A Cleveland Clinic led international research team have engineered a first-of-its-kind bionic arm for patients with upper-limb amputations that allows the wearer to control the arm with their thoughts and feel the sensations of touch and movement.
The bionic system combines three important functions – intuitive motor control, touch and grip kinaesthesia, and the intuitive feeling of opening and closing the hand.
The system is the first to test all three sensory and motor functions in a neural-machine interface all at once in a prosthetic arm. The neural-machine interface connects with the wearer’s limb nerves. It enables the patient to send nerve impulses from their brain to the prosthetic when they want to use or move it, and to receive physical information from the environment and relay it back to their brain through their nerves.
The artificial arm’s bi-directional feedback and control enabled study participants to perform tasks with a similar degree of accuracy as non-disabled people.

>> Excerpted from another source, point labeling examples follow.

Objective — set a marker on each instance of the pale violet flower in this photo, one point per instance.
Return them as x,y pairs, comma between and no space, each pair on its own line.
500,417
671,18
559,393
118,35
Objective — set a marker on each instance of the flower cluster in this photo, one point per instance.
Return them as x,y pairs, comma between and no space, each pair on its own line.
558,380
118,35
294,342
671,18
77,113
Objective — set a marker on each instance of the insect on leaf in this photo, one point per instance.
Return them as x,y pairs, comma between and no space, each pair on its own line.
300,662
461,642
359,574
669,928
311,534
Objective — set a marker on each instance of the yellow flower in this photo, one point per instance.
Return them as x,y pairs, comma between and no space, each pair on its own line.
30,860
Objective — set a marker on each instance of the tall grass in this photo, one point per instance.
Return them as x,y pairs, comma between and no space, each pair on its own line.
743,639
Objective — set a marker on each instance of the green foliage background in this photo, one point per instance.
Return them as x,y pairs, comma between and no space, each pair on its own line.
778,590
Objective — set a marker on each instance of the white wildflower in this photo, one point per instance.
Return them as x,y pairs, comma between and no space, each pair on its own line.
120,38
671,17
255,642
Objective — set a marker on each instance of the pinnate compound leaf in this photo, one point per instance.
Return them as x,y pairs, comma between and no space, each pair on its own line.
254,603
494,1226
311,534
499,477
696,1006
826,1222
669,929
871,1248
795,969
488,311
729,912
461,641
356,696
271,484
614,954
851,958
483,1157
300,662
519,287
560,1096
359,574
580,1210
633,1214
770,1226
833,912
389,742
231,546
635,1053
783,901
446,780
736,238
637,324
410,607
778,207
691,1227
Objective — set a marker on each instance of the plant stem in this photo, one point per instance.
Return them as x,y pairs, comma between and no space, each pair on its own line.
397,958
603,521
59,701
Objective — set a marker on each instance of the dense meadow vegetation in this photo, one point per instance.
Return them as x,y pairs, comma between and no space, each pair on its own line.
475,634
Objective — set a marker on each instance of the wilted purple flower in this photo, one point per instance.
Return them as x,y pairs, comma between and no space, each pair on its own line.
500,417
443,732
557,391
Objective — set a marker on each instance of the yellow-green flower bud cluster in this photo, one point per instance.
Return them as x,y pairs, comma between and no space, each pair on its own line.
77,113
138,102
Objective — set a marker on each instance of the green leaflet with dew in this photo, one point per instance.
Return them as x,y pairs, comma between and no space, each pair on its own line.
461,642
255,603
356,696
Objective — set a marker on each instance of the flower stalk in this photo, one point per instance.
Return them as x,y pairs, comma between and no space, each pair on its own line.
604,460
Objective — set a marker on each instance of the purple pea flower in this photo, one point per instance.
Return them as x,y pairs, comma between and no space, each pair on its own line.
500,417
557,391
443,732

“Perhaps what we were most excited to learn was that they made judgments, decisions and calculated and corrected for their mistakes like a person without an amputation,” said lead investigator Paul Marasco, Ph.D., associate professor in Cleveland Clinic Lerner Research Institute’s Department of Biomedical Engineering. “With the new bionic limb, people behaved like they had a natural hand. Normally, these brain behaviours are very different between people with and without upper limb prosthetics.”
The researchers tested their new bionic limb on two study participants with upper limb amputations who had previously undergone targeted sensory and motor reinnervation-procedures that establish a neural-machine interface by redirecting amputated nerves to remaining skin and muscles.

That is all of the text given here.